Caught in  the NYT Book Review feature “By the Book” on Sunday (November 1st), in an interview with Gloria Steinem, three questions from the interviewer, questions with Acc whom beginning a WH, or constituent, question:

(1) Whom do you consider to be the best contemporary feminist writers?

(2) Whom do you consider the most underrated or unappreciated writers, past and present?

(3) Whom would you want to write your life story?

The WH element in all three questions is “extracted” from a position that requires an Acc —

(1′) You consider  him / *he  to be the best contemporary feminist writers.

(2′) You consider  him / *he  the most underrated or unappreciated writers, past and present.

(3′) You want  him / *he  to write your life story.

and so Acc whom is prescriptively correct. My own usage has who in all three of these examples; I found the interviewer’s whoms to be stiff, over-formal (even prissy), and old-fashioned — but that’s a matter of taste.

Using the terminology from a 1/23/07 Language Log posting of mine, there is a Prescriptive System and a Standard System for the distribution of Nom who and Acc whom. (In that posting I avoid the traditional names Nom and Acc in favor of neutral labels.) In the Prescriptive System, the item WHO inherits its case from the position it was extracted from. In the Standard System (which is the one I use and the one I recommend to others), Nom who is the default, with Acc whom used only in one special case, not in play in (1)-(3); I have who in all three of the contexts above.

Some people have come to associate whom with formality and seriousness, and as a result, they use it even in situations where the Prescriptive System calls for .

But, as I wrote in 2007, there are situations

where the appearance of whom for a subject has some structural motivation.  People have been noticing examples like these for a hundred years at least (there is some discussion in MWDEU of these precedents), and it’s fairly easy to find new ones.

There are two main cases.

… In the first, we have an object clause (usually the object of a P) with WHO as its subject. The pronoun then immediately follows the governor, and could easily be mistaken for its object (even though it’s the whole clause that’s the object). In fact, I believe there are languages in which a WH pronoun in this position regularly (or optionally) has its case determined by the governor.

I’ll call this case “in-situ subject of an object clause (ISOC)”.

…  The second case is a bit subtler.  Again there’s an object clause, but this time its subject has been extracted and now appears at the front of a higher clause. Still, the gap of extraction immediately follows the governor (most often, a V), so it’s in a position where some languages (I believe) allow the governor to determine the case on this element; if this case is inherited by the extracted element, whom would be predicted.

I’ll call this case “extracted subject of an object clause (ESOC)”.

A variety of examples in the 2007 posting; one of each here:

[ISOC] This month’s social has an Academy Awards theme and two prizes will be given away.
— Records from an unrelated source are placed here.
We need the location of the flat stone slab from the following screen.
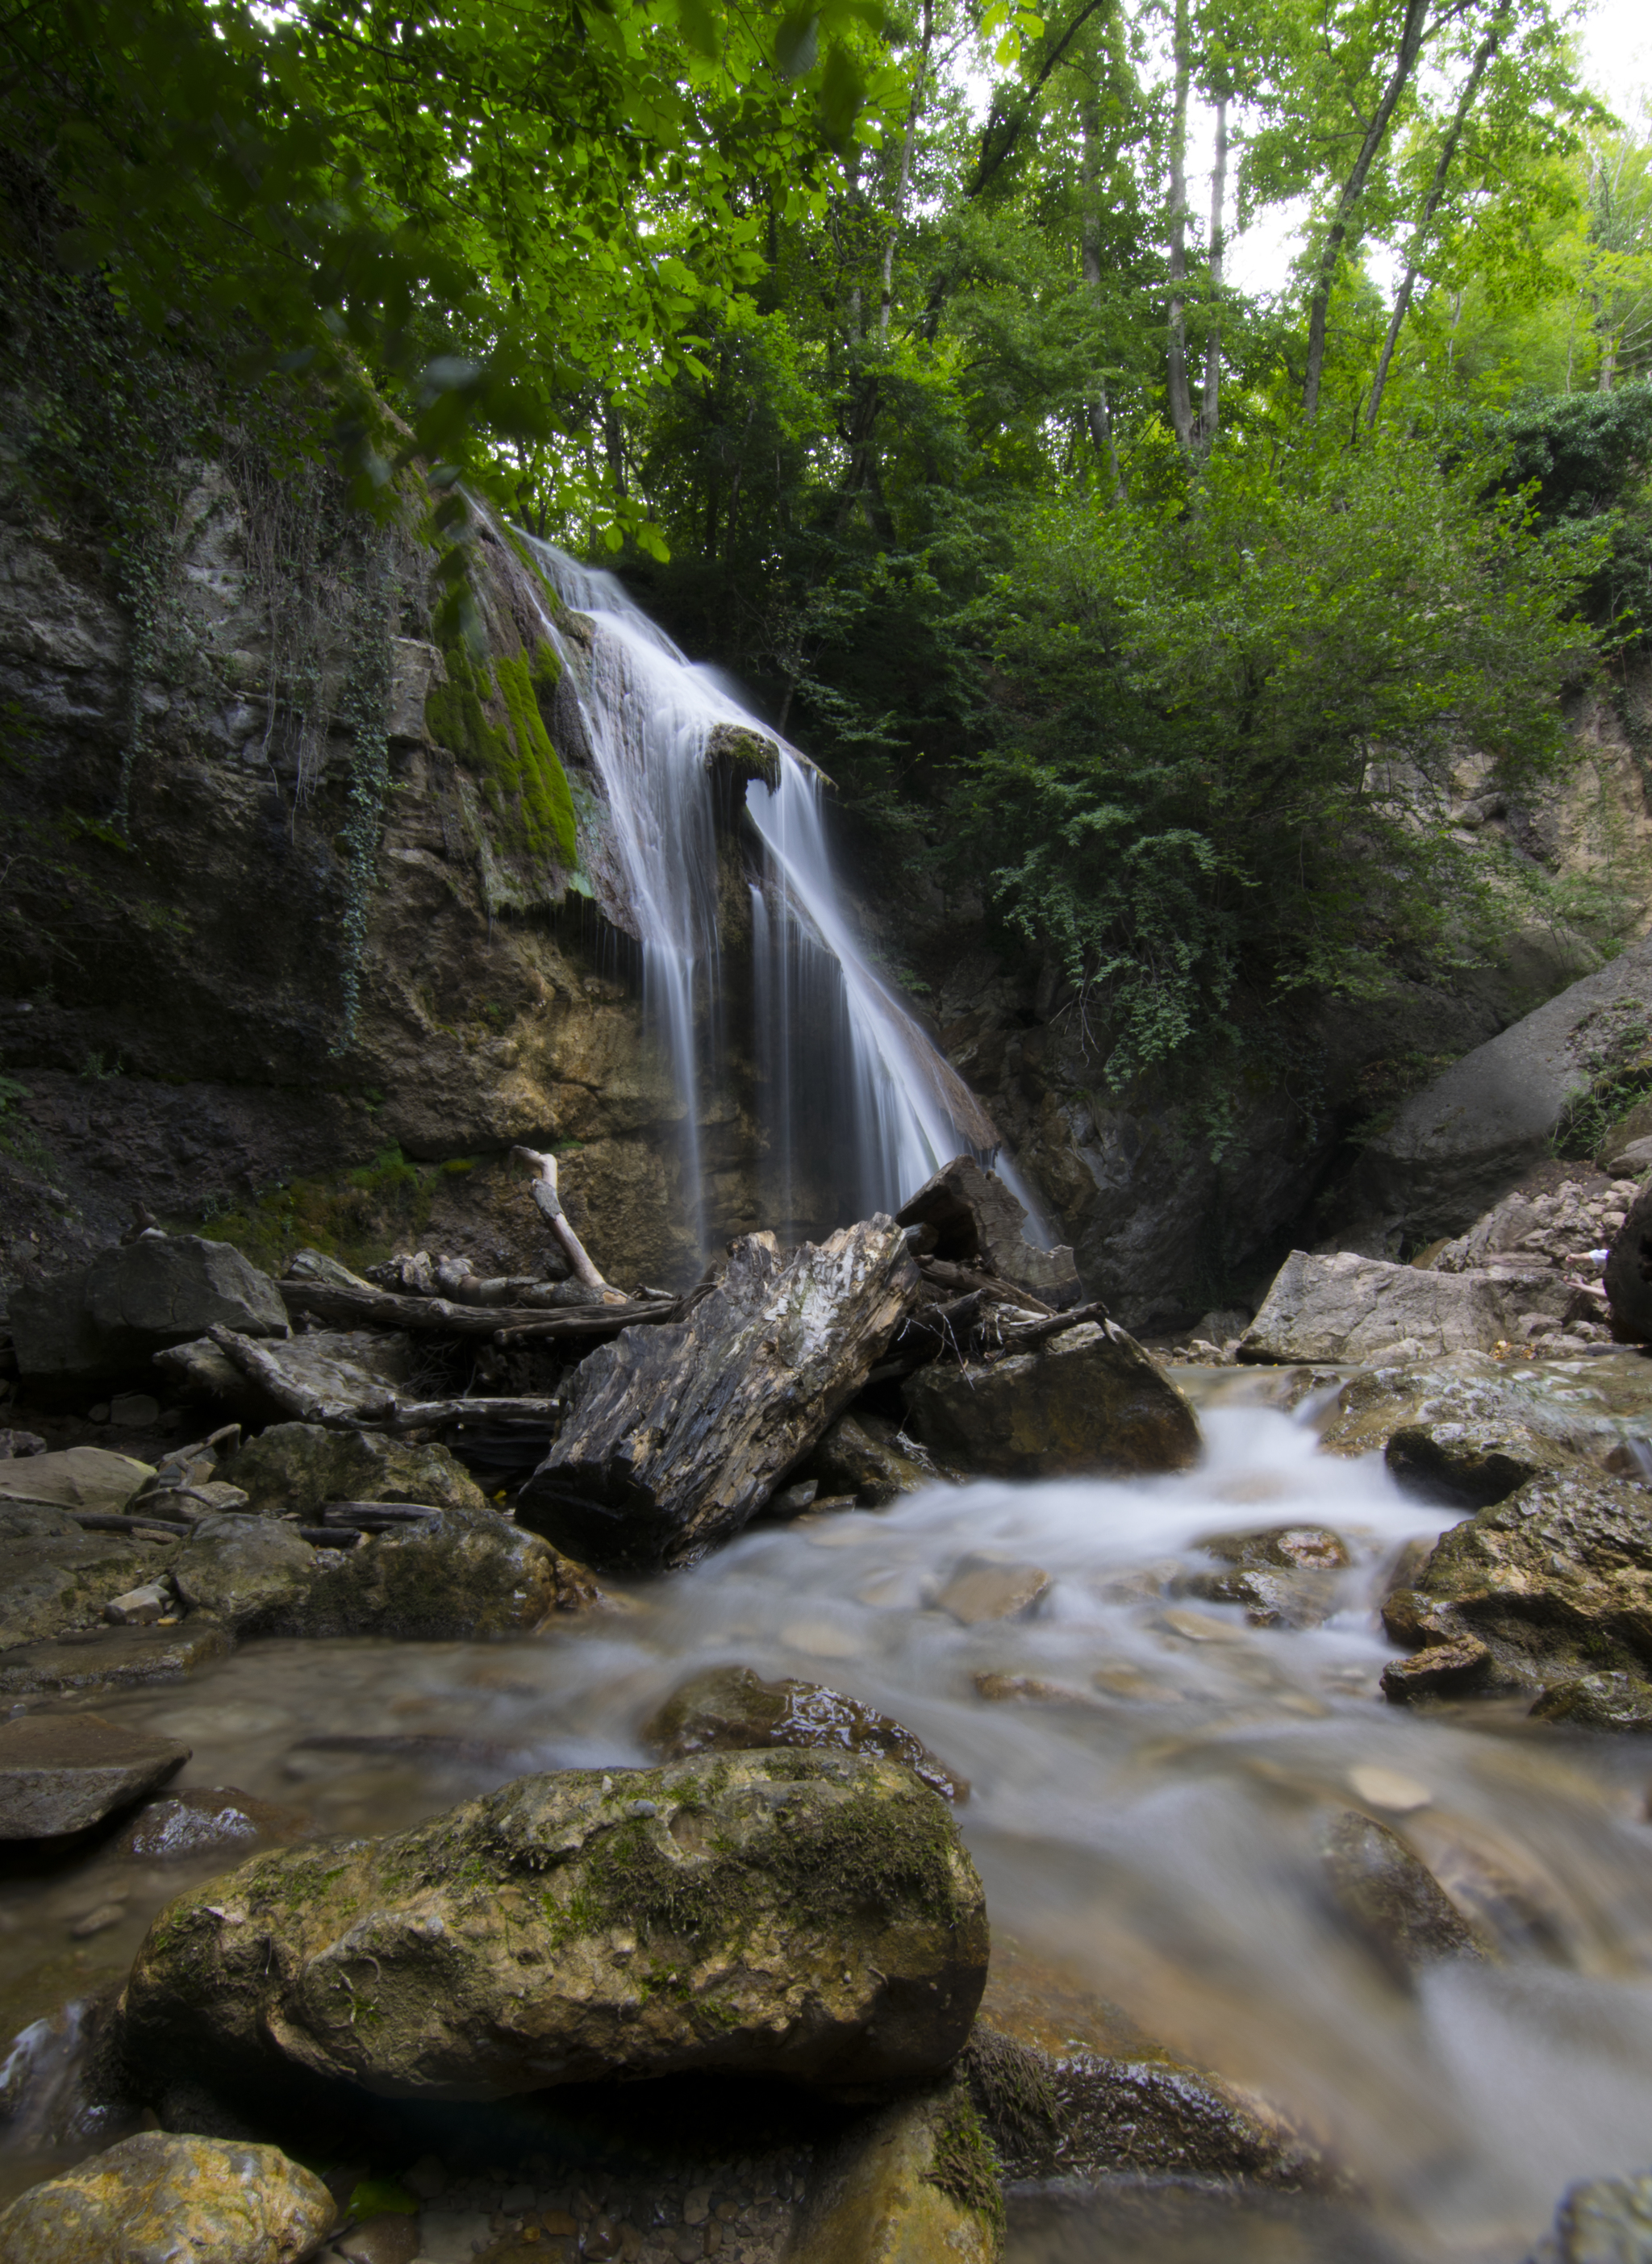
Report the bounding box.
[0,1711,190,1838]
[0,1623,232,1695]
[0,1446,154,1516]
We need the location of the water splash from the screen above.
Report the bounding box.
[514,534,1015,1248]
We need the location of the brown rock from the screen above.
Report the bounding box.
[1380,1637,1494,1704]
[0,2130,334,2262]
[1317,1808,1485,1981]
[903,1323,1199,1481]
[0,1710,190,1838]
[640,1664,967,1801]
[327,2215,423,2264]
[937,1561,1050,1626]
[1197,1525,1350,1570]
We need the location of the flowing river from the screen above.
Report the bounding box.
[6,1371,1652,2262]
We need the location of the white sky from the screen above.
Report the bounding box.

One prize will be awarded to [ whomever successfully predicts the most winners for this year ].

[ESOC] And whom do you think [ ___ would be responsible for the [pleasant outdoor weather] ]? I hereby declare that if I can’t go, only [unpleasant outdoor weather] will occur.

Further examples in a 6/18/07 follow-up on ISOC and ESOC.

AZ terminology. To the best of my knowledge, I was the first person to use ISOC and ESOC (or their full expansions) as names for the phenomena in question, so this posting will go on the “AZ terminology” Page on ths blog. I was pleased with the names because in the sequence “ISOC, ESOC” they faintly echo the sequence “Shadrach, Meshach” (but without an Abednego).

Any claim I can make is only about the names, though. As I note above, the phenomena have been discussed for over a century.